It's always special when the Sunday Mass readings are mirrored during the week. That happens only occasionally because there is a three year cycle of Sunday readings, but only a two year cycle of first readings for weekdays. This week, though, we hit the liturgical jackpot. Yesterday's first reading about the manna and quail in the desert skipped right over the part we read today: the complaints of the Israelites about the boring food and lack of meat. So in a way, today we got the backstory of yesterday's reading. And yesterday's Sunday Gospel was from the magnificent "Bread of Life" discourse which John positions precisely after the story of...today's event of the multiplication of loaves and fishes. So the liturgy today invites us to review yesterday's readings, and maybe fill in the blanks a little in terms of how much we actually "got" of the message. Since this is the mystery of the Eucharist we are ultimately talking about, prefigured in the manna and the multiplied bread and fish, we'll never run out of reasons to go back again and again, trying to "get" it in a new way, in a new "place" in our hearts.

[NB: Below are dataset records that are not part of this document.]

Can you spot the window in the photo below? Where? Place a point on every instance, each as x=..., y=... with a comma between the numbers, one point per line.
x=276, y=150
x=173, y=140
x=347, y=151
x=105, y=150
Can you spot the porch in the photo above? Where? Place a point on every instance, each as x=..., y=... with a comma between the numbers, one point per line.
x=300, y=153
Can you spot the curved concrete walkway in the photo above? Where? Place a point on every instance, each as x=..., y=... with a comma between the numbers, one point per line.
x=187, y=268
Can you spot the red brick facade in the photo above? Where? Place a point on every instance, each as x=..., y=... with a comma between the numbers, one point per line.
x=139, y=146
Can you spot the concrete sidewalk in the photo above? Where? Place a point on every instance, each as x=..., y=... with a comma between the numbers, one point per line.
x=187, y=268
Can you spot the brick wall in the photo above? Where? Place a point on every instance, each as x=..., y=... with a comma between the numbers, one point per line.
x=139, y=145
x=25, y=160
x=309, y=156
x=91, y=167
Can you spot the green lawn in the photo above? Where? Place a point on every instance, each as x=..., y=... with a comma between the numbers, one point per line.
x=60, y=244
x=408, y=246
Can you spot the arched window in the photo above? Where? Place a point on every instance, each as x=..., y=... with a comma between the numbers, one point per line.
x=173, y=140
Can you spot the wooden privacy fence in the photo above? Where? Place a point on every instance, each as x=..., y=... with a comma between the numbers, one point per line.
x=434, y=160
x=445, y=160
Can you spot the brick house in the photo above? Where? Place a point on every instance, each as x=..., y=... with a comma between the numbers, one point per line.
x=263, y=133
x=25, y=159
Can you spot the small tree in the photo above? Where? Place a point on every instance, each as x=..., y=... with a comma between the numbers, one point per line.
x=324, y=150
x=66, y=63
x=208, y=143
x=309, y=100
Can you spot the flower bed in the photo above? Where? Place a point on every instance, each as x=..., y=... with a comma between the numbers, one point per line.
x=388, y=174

On a more superficial (but fun) note, I think it is interesting that the word "manna" is really Hebrew for "Whatchamacallit." They didn't know what the stuff was that they found on the desert floor every morning, but Moses told them it was edible, so they worked it with a mortar and pestle and made something identifiable with it. Sometimes that's what you have to do with the things that come your way in life. They don't match your expectations, your desires, or even your prayers, and yet somehow, they become just the nourishment you need.
Even if you can never quite give it a name.